Reference no: EM133841122
CASE STUDY
On April 7, a 65-year-old female was admitted with congestive heart failure from a long-term acute care facility where she was undergoing rehabilitation. Her past medical history included morbid obesity, hypertension, diabetes, and obstructive sleep apnea. Because of deteriorating respiratory status in the emergency room, the patient was intubated and placed on a ventilator. Chest X-ray revealed pulmonary edema. She was taken emergently to the cardiac catheterization laboratory, where left and right heart Can you do my assignment for me? We sure can!
catheterization was performed. A right internal jugular (IJ) catheter was placed to monitor pulmonary wedge pressures and to infuse fluids and medications, and an indwelling urinary catheter was
inserted. She was then transferred to the coronary care unit. On April 8, the patient was afebrile and normotensive, and demonstrated improving ventilatory status after aggressive diuresis. Rales were still present bilaterally in the lung bases on auscultation, with one fingerbreadth of jugular venous distension
noted on the left side of the neck. The right IJ catheter was dry with an intact dressing. A pressure dressing was in place over the cardiac catheterization site in the right groin. The admission rectal swab
screen was positive for vancomycin-resistant enterococcus (VRE). The patient was placed on Contact Precautions.

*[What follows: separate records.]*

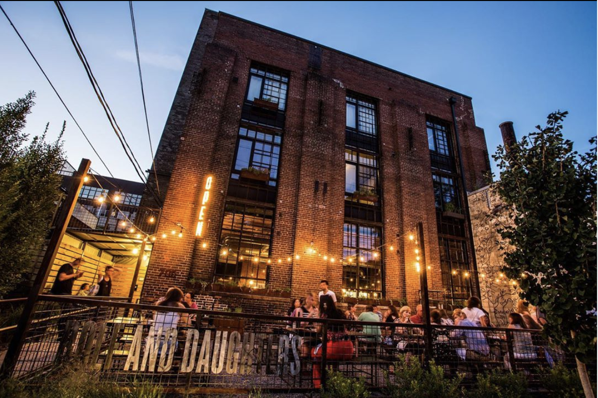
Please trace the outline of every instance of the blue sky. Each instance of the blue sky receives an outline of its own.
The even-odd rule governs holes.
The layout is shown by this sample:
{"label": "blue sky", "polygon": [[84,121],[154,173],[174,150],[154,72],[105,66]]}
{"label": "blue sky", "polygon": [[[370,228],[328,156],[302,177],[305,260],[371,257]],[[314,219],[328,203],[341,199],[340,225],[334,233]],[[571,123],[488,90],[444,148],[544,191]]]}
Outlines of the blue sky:
{"label": "blue sky", "polygon": [[[151,163],[127,2],[63,2],[73,29],[138,160]],[[112,131],[52,2],[2,2],[115,177],[138,180]],[[312,40],[473,97],[490,154],[498,125],[518,137],[566,110],[565,135],[582,152],[596,135],[596,2],[134,2],[154,150],[205,8]],[[104,168],[3,15],[0,103],[37,93],[26,131],[66,121],[65,148]],[[591,127],[593,126],[593,127]],[[493,167],[496,172],[494,162]]]}

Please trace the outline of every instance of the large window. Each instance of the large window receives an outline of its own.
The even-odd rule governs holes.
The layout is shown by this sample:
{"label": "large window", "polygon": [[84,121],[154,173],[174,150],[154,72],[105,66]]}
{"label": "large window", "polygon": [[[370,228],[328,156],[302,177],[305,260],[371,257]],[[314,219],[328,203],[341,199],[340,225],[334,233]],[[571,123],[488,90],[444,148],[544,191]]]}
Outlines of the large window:
{"label": "large window", "polygon": [[359,298],[382,297],[382,245],[379,228],[345,223],[343,233],[343,288]]}
{"label": "large window", "polygon": [[347,149],[344,151],[344,191],[346,198],[365,203],[371,203],[373,200],[377,202],[377,156]]}
{"label": "large window", "polygon": [[453,177],[434,173],[434,200],[436,208],[443,211],[460,212],[458,190]]}
{"label": "large window", "polygon": [[453,303],[466,300],[472,294],[467,245],[463,240],[446,237],[440,238],[439,244],[445,297]]}
{"label": "large window", "polygon": [[227,203],[215,282],[265,286],[273,217],[272,209]]}
{"label": "large window", "polygon": [[357,95],[347,95],[347,127],[359,134],[376,135],[376,104]]}
{"label": "large window", "polygon": [[[243,170],[267,173],[268,183],[276,184],[278,162],[280,155],[280,135],[263,132],[257,129],[241,127],[231,177],[239,178]],[[259,175],[259,174],[258,174]]]}
{"label": "large window", "polygon": [[253,66],[249,73],[247,100],[263,100],[278,104],[280,110],[286,105],[289,78],[277,69],[265,66]]}

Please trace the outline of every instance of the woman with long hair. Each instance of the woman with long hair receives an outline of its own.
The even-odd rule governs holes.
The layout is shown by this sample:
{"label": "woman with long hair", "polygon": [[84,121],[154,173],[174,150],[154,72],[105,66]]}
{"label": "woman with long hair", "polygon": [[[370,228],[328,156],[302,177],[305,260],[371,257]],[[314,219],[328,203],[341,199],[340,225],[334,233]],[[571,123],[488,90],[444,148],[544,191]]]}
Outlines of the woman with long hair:
{"label": "woman with long hair", "polygon": [[[345,320],[344,314],[337,308],[334,301],[331,296],[320,296],[320,319]],[[322,331],[322,324],[318,326],[318,332]],[[353,343],[347,340],[344,325],[340,323],[329,323],[328,327],[328,343],[326,344],[326,358],[328,360],[348,360],[353,357]],[[312,357],[314,359],[313,386],[319,388],[321,385],[322,344],[318,344],[312,350]]]}

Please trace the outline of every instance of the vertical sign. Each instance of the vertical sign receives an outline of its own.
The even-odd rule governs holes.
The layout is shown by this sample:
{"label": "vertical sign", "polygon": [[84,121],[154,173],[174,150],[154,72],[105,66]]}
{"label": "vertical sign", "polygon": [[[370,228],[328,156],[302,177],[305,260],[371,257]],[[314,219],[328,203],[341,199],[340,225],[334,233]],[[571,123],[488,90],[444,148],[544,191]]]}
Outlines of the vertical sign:
{"label": "vertical sign", "polygon": [[202,195],[202,204],[199,208],[199,216],[197,217],[197,227],[195,229],[196,236],[201,236],[203,232],[203,218],[208,208],[208,202],[210,200],[210,190],[211,189],[212,176],[208,175],[206,179],[206,184],[203,187],[203,194]]}

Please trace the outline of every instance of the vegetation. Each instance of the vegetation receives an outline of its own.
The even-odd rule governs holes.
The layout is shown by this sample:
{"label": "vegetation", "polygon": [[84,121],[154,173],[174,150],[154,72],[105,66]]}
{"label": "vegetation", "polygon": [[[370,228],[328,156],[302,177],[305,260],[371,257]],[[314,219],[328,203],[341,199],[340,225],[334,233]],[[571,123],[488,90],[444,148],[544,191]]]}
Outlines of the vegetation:
{"label": "vegetation", "polygon": [[545,335],[575,355],[591,397],[584,364],[596,357],[596,141],[574,151],[562,132],[566,115],[551,113],[544,128],[499,147],[494,189],[508,220],[499,229],[503,271],[545,313]]}
{"label": "vegetation", "polygon": [[392,398],[459,398],[463,394],[459,387],[462,380],[461,374],[447,377],[434,361],[426,370],[417,357],[412,356],[408,362],[401,356],[395,363],[394,374],[386,374],[386,393]]}
{"label": "vegetation", "polygon": [[347,377],[340,372],[328,371],[326,388],[320,396],[321,398],[369,398],[370,393],[363,377]]}
{"label": "vegetation", "polygon": [[58,139],[30,140],[23,132],[35,94],[0,106],[0,298],[13,290],[30,268],[32,248],[46,236],[62,177],[56,174],[65,155],[62,129]]}
{"label": "vegetation", "polygon": [[527,396],[525,375],[498,370],[478,375],[477,382],[469,398],[521,398]]}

On April 9, the patient had a low-grade fever of 37.5C. She was being weaned from the ventilator. Chest X-ray revealed atelectasis in the right lower lobe, with small pleural effusions bilaterally and resolution of pulmonary edema. The nursing notes reported clear yellow urine with adequate output. After the pressure dressing in the right groin was removed, slight redness of the site was documented. The right IJ catheter site showed no signs of inflammation through the transparent dressing. On April 10, the patient was successfully extubated, and the IJ catheter was removed. Her activity was increased to walking with assistance. During transfer from the bed, the patient complained of pain in the right groin. Examination of the site revealed increased redness with swelling and purulent drainage. The patient's temperature was 38.3C, and a fever workup was initiated. Blood, urine, and groin drainage cultures were sent for laboratory analysis, and empiric antibiotic therapy was started.
QUESTION:
What infection prevention measures do you think would have altered the outcome of this scenario? Why do you think those measures would be effective?